Training scars can get you killed. Or wound or kill someone who didn’t need wounding or killing.

In the video above, trainer Mark McGregor correctly emphasizes the importance of movement during a gunfight. He draws, moves laterally, shoots and checks for other bad guys. He repeats the exercise incorporating a reload and a malfunction. Clearly, he’s doing it from “muscle memory.”

See the problem?

McGregor is in the open. He’s only moving one step in any direction. If you practice McGregor’s technique as displayed in the video exactly as directed, you’ll create a new natural instinct: one-step it and stop.

[If McGregor was facing an actual bad guy at the wide-open SIG range he’d need to either run-up to the bad guy or zig-zag for a door ASAP, shooting as he ran.]

A better training regimen: practice drawing your weapon and high-tailing it for cover. Run like hell. Then move from that cover to other cover.
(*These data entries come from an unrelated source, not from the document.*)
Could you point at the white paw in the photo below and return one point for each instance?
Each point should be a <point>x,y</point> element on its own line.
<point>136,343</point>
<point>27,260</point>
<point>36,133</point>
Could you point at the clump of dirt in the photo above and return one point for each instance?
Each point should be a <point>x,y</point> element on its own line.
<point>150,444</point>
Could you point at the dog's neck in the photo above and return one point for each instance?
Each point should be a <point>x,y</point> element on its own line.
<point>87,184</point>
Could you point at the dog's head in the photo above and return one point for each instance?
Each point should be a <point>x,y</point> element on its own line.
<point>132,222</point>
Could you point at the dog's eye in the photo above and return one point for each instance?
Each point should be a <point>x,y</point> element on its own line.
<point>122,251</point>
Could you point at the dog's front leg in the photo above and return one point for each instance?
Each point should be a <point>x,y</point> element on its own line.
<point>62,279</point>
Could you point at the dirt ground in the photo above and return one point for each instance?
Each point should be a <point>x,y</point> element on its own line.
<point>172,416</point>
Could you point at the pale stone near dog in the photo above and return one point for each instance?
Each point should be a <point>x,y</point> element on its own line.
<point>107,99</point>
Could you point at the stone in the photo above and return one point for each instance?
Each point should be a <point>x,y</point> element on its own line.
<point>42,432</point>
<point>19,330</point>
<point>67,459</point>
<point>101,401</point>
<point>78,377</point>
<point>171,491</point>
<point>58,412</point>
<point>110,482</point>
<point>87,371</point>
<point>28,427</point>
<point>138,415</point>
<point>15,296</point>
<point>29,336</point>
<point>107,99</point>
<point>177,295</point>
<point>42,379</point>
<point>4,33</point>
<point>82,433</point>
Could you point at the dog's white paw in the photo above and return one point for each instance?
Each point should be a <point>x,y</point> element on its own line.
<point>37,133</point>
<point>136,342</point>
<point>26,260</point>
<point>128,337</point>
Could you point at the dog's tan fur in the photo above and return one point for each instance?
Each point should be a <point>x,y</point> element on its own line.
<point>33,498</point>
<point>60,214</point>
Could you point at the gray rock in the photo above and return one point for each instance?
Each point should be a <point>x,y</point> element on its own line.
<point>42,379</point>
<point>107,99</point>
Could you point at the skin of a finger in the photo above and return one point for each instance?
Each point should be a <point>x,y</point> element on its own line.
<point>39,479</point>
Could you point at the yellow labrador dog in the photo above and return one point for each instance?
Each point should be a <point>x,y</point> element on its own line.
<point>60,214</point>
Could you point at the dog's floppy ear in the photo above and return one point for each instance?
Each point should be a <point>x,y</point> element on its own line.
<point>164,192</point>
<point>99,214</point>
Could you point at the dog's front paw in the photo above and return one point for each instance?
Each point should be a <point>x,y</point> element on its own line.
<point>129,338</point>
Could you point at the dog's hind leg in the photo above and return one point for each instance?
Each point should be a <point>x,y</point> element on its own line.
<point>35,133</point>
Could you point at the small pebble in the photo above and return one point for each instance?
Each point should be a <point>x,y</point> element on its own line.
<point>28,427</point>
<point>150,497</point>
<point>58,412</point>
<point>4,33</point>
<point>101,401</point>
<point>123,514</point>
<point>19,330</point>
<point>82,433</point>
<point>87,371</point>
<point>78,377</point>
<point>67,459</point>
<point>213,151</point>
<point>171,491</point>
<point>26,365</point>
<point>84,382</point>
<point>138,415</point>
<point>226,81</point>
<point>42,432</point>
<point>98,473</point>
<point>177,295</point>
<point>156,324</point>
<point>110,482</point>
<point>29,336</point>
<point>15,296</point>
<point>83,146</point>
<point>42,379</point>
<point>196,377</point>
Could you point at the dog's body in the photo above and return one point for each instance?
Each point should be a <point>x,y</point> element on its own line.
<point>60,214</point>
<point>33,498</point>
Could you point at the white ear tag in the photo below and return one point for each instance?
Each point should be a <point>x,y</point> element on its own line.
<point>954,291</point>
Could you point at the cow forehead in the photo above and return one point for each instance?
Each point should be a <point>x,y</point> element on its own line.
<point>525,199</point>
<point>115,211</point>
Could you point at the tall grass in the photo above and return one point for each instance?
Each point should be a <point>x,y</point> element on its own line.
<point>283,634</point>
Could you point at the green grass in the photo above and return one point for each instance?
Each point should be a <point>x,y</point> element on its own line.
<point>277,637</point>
As I learned during force-on-force training, you need to KEEP moving, scanning, assessing, fighting.

If you can find a range where you can shoot before, during and/or after this mad scramble for cover so much the better. More likely McGregor’s right: home is the best place to practice this kind of armed self-defense movement. (LaserLyte makes an excellent dry-fire targeting system; review to follow. And don’t forget to draw the blinds.)

It is absolutely critical to “train as you fight.” It is equally critical that you don’t train as you won’t fight. In other words, you don’t want training scars that will limit your options.

Designing a training regimen that improves your gunfighting skill set—without creating potentially fatal “muscle memory” responses—is a bitch. But anything less could be worse than simply winging it.

Bottom line: do it right or don’t do it.